Despite a 10% fall in the US stock market in the two days after President Trump’s tariff announcement, US interest rates, at the time of writing, are expected to be cut to around the Federal Reserve’s estimated 3% neutral rate.  By contrast, the European Central Bank is expected to cut eurozone rates to below their 2% estimated neutral rate. Assuming the zero bound on interest rates holds, there is substantially more room for US short-term interest rates to fall than in Europe should the economic backdrop worsen.  

This analysis also suggests that yield curve steepening strategies are more attractive in the US, with the two-to-10 year curve steepening 150bps-200bps in an easing cycle (Exhibit 4). With the two-to-10 year German curve at about 80bps today compared to +40bps in the US, the valuation message is clear: US Treasuries offer a better return profile than Bunds if a recession unfolds.

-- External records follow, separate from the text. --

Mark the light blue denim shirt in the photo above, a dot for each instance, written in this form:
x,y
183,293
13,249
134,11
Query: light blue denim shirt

The shift in the relative fiscal outlook is not fully reflected in valuations

Relative valuations and shifts in the outlook for fiscal policy support an underweight in German bonds against the US. Potential excess returns are substantial if the US-German real yield valuation returns to pre-GFC levels, which would better align relative real yields with market expectations of relative inflation risks today. At the same time, with the five-year, five-year forward US-German real yield spread in line with the 2015-2021 average, which was a period dominated by euro deflation risks, the downside risk from this trade appears low. As a result, we see greater value in holding US duration over Europe in our Global Aggregate portfolios.